Body Memory at the Princeton University Art Museum
October 11, 2008-January 4, 2009

"Body Memory" gathers together contemporary works-most of them from the museum's permanent collection-that deploy the human body as either subject or material. As one might expect, many of the pieces in the exhibition examine issues of power and desire as they relate to the objectified or idealized human form. Kenyan-born, New York-based artist Wangechi Mutu's Chorus Line, 2008, comprises eight contorted, or violently deformed, female figures created with watercolor and collaged elements. Their exaggeratedly large rear ends and breasts, as well as, in one instance, multiple drooping labia, recall in equal measure the Hottentot Venus and the Venus of Willendorf, a Paleolithic sculpture generally considered to represent a fertility goddess. Like Mutu, the late Cuban-American artist Ana Mendieta inverts the hypersexualization of the "other" female form through exaggeration and satire in Untitled (Glass on Body Imprints-Face), 1972, thirteen gelatin-silver prints in which she distorts and smears her face by pressing it against glass. Elsewhere, Andy Warhol's two Polaroids-both Untitled, 1977-offer a discomfiting, though succinct, commentary on the ambiguity and flexibility of gender: The first photograph depicts a naked man's genitals, and the second presents what is presumably the same man with his genitals tucked out of sight between his legs.

In a large room in the middle of the exhibition, Yinka Shonibare's video Un Ballo in Maschera (A Masked Ball), 2004, likewise plays with the conventions of gender and its attendant connotations of power.
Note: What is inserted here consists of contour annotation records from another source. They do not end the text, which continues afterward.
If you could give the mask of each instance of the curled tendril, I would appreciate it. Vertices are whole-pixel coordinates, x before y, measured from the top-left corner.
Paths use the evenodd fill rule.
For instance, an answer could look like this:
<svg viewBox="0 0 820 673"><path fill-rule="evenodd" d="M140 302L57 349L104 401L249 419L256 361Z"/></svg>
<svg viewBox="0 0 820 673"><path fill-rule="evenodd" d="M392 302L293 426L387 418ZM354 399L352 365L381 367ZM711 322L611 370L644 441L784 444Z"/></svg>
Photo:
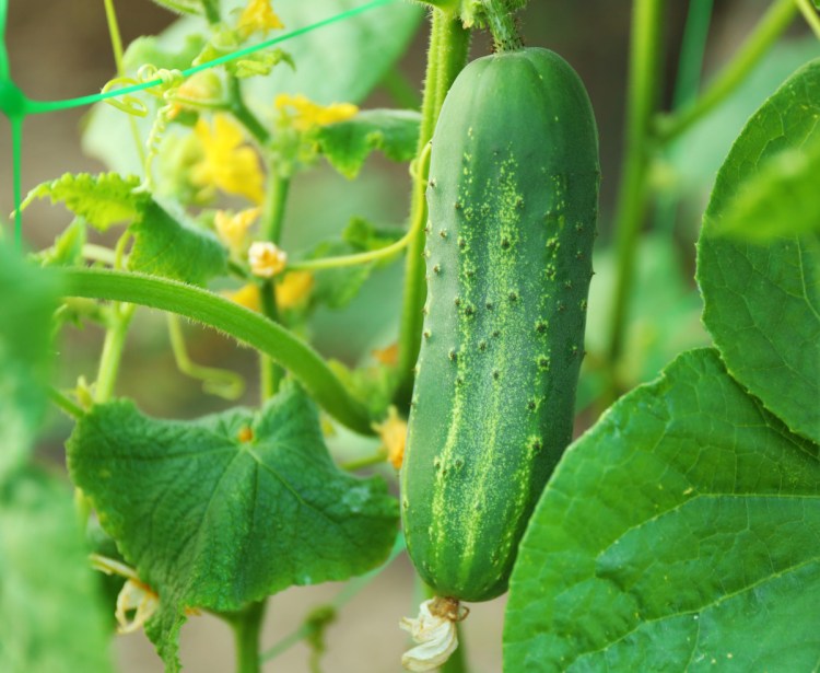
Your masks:
<svg viewBox="0 0 820 673"><path fill-rule="evenodd" d="M168 70L166 68L157 68L152 63L145 63L144 66L140 66L140 69L137 71L137 79L142 84L160 80L162 83L152 86L148 92L152 96L161 98L168 90L179 86L185 81L185 76L181 70Z"/></svg>
<svg viewBox="0 0 820 673"><path fill-rule="evenodd" d="M103 93L108 93L116 86L136 86L140 82L130 77L118 77L106 82L105 86L103 86ZM132 115L134 117L148 116L148 105L133 94L126 94L115 98L105 98L105 102L127 115Z"/></svg>

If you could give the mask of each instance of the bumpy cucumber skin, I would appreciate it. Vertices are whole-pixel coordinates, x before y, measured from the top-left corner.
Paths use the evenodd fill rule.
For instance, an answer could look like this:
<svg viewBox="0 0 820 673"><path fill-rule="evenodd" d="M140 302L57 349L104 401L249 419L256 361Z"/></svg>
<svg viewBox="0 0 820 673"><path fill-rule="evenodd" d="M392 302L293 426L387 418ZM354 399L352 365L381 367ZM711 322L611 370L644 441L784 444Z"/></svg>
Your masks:
<svg viewBox="0 0 820 673"><path fill-rule="evenodd" d="M472 61L444 102L429 175L402 522L438 595L487 601L506 591L572 439L600 182L575 71L540 48Z"/></svg>

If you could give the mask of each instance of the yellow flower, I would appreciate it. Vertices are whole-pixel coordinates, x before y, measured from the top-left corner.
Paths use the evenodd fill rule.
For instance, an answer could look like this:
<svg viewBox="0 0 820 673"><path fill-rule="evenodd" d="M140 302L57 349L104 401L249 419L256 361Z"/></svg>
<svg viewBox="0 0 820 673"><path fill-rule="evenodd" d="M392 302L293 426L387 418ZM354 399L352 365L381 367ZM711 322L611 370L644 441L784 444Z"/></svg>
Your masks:
<svg viewBox="0 0 820 673"><path fill-rule="evenodd" d="M235 292L225 292L224 297L225 299L230 299L241 306L245 306L246 309L250 309L251 311L259 312L259 310L261 309L259 286L255 282L249 282Z"/></svg>
<svg viewBox="0 0 820 673"><path fill-rule="evenodd" d="M213 118L213 128L200 117L194 131L202 146L203 158L192 167L191 182L261 204L265 198L262 172L256 152L244 144L242 127L220 114Z"/></svg>
<svg viewBox="0 0 820 673"><path fill-rule="evenodd" d="M286 93L279 94L273 104L277 109L282 111L284 115L290 117L293 127L300 131L306 131L314 126L327 126L336 121L344 121L359 112L359 108L352 103L331 103L323 106L309 101L302 94L295 96Z"/></svg>
<svg viewBox="0 0 820 673"><path fill-rule="evenodd" d="M291 271L277 283L277 305L280 309L298 306L311 293L314 277L309 271Z"/></svg>
<svg viewBox="0 0 820 673"><path fill-rule="evenodd" d="M248 229L259 217L259 208L247 208L236 213L218 210L213 219L216 234L232 252L244 252Z"/></svg>
<svg viewBox="0 0 820 673"><path fill-rule="evenodd" d="M396 469L399 469L405 460L407 421L399 416L396 407L390 407L387 411L387 418L374 428L382 438L385 449L387 449L387 460Z"/></svg>
<svg viewBox="0 0 820 673"><path fill-rule="evenodd" d="M273 12L270 0L249 0L236 27L247 37L254 33L267 35L268 31L283 28L284 24Z"/></svg>
<svg viewBox="0 0 820 673"><path fill-rule="evenodd" d="M248 262L254 276L273 278L284 270L288 265L288 255L269 241L257 241L251 243L248 250Z"/></svg>

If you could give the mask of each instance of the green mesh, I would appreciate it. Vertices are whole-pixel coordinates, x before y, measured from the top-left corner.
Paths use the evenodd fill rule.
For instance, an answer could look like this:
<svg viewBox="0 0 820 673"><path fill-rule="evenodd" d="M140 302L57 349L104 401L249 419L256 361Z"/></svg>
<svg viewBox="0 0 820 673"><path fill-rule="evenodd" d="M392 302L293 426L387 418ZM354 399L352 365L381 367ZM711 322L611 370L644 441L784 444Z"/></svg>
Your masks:
<svg viewBox="0 0 820 673"><path fill-rule="evenodd" d="M233 54L229 54L226 56L215 58L211 61L208 61L207 63L201 63L199 66L188 68L187 70L183 71L183 77L187 78L202 70L207 70L209 68L215 68L216 66L222 66L223 63L226 63L229 61L232 61L238 58L243 58L245 56L248 56L249 54L254 54L255 51L261 51L262 49L268 49L272 47L273 45L280 44L288 39L298 37L300 35L304 35L305 33L311 33L312 31L316 31L317 28L321 28L326 25L330 25L331 23L337 23L339 21L350 19L351 16L354 16L355 14L361 14L362 12L366 12L368 10L372 10L377 7L382 7L383 4L388 4L395 1L396 0L373 0L372 2L367 2L366 4L363 4L361 7L348 10L345 12L341 12L339 14L335 14L333 16L329 16L328 19L325 19L323 21L312 23L311 25L306 25L301 28L296 28L294 31L289 31L288 33L283 33L282 35L278 35L277 37L273 37L271 39L266 39L265 42L253 45L250 47L245 47L244 49L239 49L238 51L234 51ZM105 101L106 98L125 96L128 94L144 91L147 89L151 89L153 86L160 86L163 84L163 81L157 78L155 80L151 80L150 82L143 82L141 84L124 86L122 89L116 89L116 90L107 91L104 93L90 94L86 96L79 96L75 98L66 98L62 101L33 101L26 97L26 95L14 83L14 80L12 79L11 72L9 69L9 55L5 48L5 19L8 15L8 9L9 9L8 0L0 0L0 112L2 112L8 117L9 123L11 125L12 162L13 162L13 174L14 174L14 182L13 182L13 187L12 187L14 190L14 237L15 237L17 246L21 246L22 244L22 216L20 212L20 204L22 200L21 153L22 153L22 147L23 147L23 120L25 119L25 117L27 115L38 115L43 113L57 112L60 109L68 109L70 107L81 107L83 105L92 105L94 103L98 103L99 101Z"/></svg>

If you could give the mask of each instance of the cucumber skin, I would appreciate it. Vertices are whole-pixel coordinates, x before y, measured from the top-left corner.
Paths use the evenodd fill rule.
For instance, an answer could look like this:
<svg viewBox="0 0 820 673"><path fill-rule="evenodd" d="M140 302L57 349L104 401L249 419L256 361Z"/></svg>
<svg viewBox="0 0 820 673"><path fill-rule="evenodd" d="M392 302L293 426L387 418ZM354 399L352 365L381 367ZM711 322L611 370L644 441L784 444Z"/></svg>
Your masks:
<svg viewBox="0 0 820 673"><path fill-rule="evenodd" d="M572 439L599 182L591 105L561 57L525 48L461 71L431 150L401 471L408 552L438 595L506 591Z"/></svg>

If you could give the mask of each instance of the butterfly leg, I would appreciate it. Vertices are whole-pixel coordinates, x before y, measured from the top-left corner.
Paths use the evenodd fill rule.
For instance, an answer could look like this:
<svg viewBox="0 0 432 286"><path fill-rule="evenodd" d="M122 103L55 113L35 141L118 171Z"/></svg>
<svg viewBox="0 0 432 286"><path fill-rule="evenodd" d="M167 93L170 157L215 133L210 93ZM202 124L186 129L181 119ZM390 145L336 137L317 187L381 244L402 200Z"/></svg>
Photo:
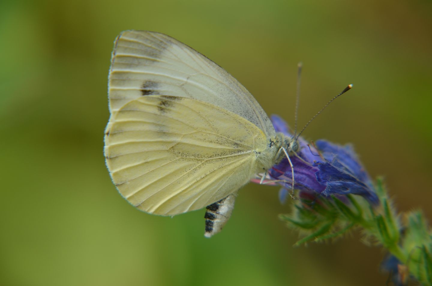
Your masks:
<svg viewBox="0 0 432 286"><path fill-rule="evenodd" d="M289 166L291 167L292 182L291 184L291 193L290 194L290 195L291 196L292 199L295 199L295 198L294 197L294 167L292 165L292 162L291 162L291 159L289 159L289 156L288 155L288 153L287 153L285 148L283 147L281 147L280 148L283 151L283 153L285 153L286 159L288 159L288 162L289 162Z"/></svg>

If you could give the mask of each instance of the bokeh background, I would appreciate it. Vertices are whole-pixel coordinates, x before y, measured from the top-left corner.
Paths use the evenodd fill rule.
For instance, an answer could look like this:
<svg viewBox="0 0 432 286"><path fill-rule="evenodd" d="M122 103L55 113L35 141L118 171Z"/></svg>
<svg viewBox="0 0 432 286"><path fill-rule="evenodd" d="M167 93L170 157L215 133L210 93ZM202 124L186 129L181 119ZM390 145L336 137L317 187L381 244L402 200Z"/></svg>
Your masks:
<svg viewBox="0 0 432 286"><path fill-rule="evenodd" d="M105 168L108 70L121 31L173 36L305 132L354 144L401 211L432 218L430 1L77 0L0 2L0 284L382 285L384 254L356 232L293 248L278 188L250 184L223 231L204 210L152 216Z"/></svg>

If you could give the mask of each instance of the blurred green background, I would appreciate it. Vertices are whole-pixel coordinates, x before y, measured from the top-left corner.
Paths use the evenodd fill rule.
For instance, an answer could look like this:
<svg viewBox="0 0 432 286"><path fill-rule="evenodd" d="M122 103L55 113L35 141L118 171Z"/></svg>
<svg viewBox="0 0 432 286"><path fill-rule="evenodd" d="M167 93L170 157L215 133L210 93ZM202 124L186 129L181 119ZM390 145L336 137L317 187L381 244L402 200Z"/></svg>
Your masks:
<svg viewBox="0 0 432 286"><path fill-rule="evenodd" d="M270 114L351 142L398 209L432 218L430 1L226 0L0 2L0 284L382 285L380 248L353 232L293 248L278 188L250 184L223 231L204 210L173 218L130 206L102 154L113 42L162 32L231 73Z"/></svg>

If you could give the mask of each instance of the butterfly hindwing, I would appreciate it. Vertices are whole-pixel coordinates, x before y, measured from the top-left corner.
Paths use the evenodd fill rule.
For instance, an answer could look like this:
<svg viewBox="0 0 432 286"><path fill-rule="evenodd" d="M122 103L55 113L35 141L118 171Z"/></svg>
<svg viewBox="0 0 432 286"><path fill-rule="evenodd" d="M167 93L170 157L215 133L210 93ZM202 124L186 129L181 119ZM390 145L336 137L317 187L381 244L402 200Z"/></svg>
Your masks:
<svg viewBox="0 0 432 286"><path fill-rule="evenodd" d="M262 131L235 113L149 95L112 113L105 154L113 181L131 203L174 215L237 191L257 172L256 152L267 146Z"/></svg>

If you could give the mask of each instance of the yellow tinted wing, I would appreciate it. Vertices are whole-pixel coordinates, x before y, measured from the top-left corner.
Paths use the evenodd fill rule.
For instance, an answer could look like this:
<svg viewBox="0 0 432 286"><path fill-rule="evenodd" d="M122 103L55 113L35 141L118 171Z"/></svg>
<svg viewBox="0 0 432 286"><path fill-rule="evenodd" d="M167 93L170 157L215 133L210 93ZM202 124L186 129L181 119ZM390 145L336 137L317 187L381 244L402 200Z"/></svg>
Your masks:
<svg viewBox="0 0 432 286"><path fill-rule="evenodd" d="M194 99L234 112L269 137L274 128L251 93L225 70L167 35L125 31L117 38L109 75L110 108L143 95Z"/></svg>
<svg viewBox="0 0 432 286"><path fill-rule="evenodd" d="M174 215L238 189L257 170L264 133L243 118L184 97L147 95L113 112L106 163L122 195L138 209Z"/></svg>

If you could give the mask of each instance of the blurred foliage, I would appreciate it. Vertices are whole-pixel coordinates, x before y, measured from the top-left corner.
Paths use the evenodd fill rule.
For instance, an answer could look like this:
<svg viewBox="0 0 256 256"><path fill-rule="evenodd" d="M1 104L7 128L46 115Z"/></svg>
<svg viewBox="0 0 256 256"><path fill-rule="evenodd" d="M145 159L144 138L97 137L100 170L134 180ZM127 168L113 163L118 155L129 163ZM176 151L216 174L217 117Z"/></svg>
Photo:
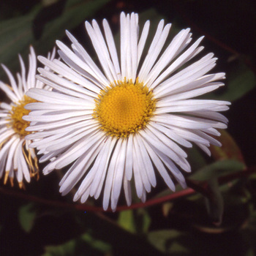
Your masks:
<svg viewBox="0 0 256 256"><path fill-rule="evenodd" d="M208 97L233 102L227 113L229 132L222 132L223 146L212 146L211 158L197 148L187 151L192 173L187 178L195 192L157 203L172 196L159 180L148 195L149 202L156 203L124 207L116 213L74 209L71 195L59 195L55 174L41 176L39 182L27 184L26 191L1 183L0 255L255 255L256 10L252 1L1 0L0 63L18 71L18 53L25 58L33 45L38 54L45 55L56 39L67 39L65 29L86 44L87 19L106 18L118 34L121 10L138 12L142 22L150 19L153 31L165 18L173 23L173 34L191 27L194 39L206 35L204 53L216 53L216 70L226 72L227 77L226 86ZM0 76L5 79L2 70ZM179 186L176 189L183 191Z"/></svg>

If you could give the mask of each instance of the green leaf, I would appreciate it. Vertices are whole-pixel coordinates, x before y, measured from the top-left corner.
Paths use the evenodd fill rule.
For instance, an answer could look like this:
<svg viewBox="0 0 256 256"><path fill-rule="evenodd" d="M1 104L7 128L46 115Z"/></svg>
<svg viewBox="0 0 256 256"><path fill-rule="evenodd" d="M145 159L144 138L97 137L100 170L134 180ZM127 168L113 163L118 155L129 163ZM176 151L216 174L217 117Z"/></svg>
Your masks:
<svg viewBox="0 0 256 256"><path fill-rule="evenodd" d="M0 23L0 63L10 69L18 66L18 54L27 54L29 46L35 47L37 53L46 54L55 45L55 41L65 34L66 29L72 29L102 8L109 0L68 0L64 10L53 20L41 16L47 15L48 7L37 5L30 13ZM37 23L39 20L40 23ZM33 30L34 29L34 30ZM35 38L35 31L40 33ZM3 71L0 71L0 75Z"/></svg>
<svg viewBox="0 0 256 256"><path fill-rule="evenodd" d="M36 211L33 203L29 203L20 208L18 218L20 224L26 233L29 233L33 227Z"/></svg>
<svg viewBox="0 0 256 256"><path fill-rule="evenodd" d="M245 165L236 160L222 160L206 165L189 176L189 179L209 181L231 173L236 173L245 167Z"/></svg>
<svg viewBox="0 0 256 256"><path fill-rule="evenodd" d="M185 254L188 252L187 249L177 241L184 235L184 233L176 230L161 230L150 232L148 240L162 252Z"/></svg>
<svg viewBox="0 0 256 256"><path fill-rule="evenodd" d="M121 211L118 220L118 225L127 231L135 233L136 227L132 210Z"/></svg>
<svg viewBox="0 0 256 256"><path fill-rule="evenodd" d="M221 130L220 133L221 136L217 140L222 146L218 147L211 145L212 157L216 160L230 159L244 162L243 154L232 136L225 130Z"/></svg>
<svg viewBox="0 0 256 256"><path fill-rule="evenodd" d="M79 238L57 246L48 246L42 256L103 255L111 252L111 246L101 240L95 239L89 233Z"/></svg>

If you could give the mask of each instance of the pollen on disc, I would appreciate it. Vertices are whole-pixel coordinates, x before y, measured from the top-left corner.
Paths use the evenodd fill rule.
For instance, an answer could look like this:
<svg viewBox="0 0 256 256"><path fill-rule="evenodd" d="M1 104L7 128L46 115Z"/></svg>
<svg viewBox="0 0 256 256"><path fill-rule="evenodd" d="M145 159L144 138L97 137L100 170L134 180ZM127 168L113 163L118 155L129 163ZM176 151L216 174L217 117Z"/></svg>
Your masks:
<svg viewBox="0 0 256 256"><path fill-rule="evenodd" d="M156 108L151 91L142 83L117 81L102 90L94 118L111 136L127 137L145 127Z"/></svg>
The work reimagines the 1792 assassination of King Gustav III of Sweden at a masked ball, with a female actress playing the part of the king. Instead of historically accurate costumes, the dancing cast wears period-specific styles made from what most consider to be indigenous African cloth (though it is actually Dutch wax-printed cotton fabric), which has been exported to West Africa since the late eighteenth century. For Shonibare, these costumes represent the radical shifts that accompanied Europe's colonization of Africa in search of new markets. As such, subtextual parallels to today's neocolonialist free-trade practices are difficult to ignore.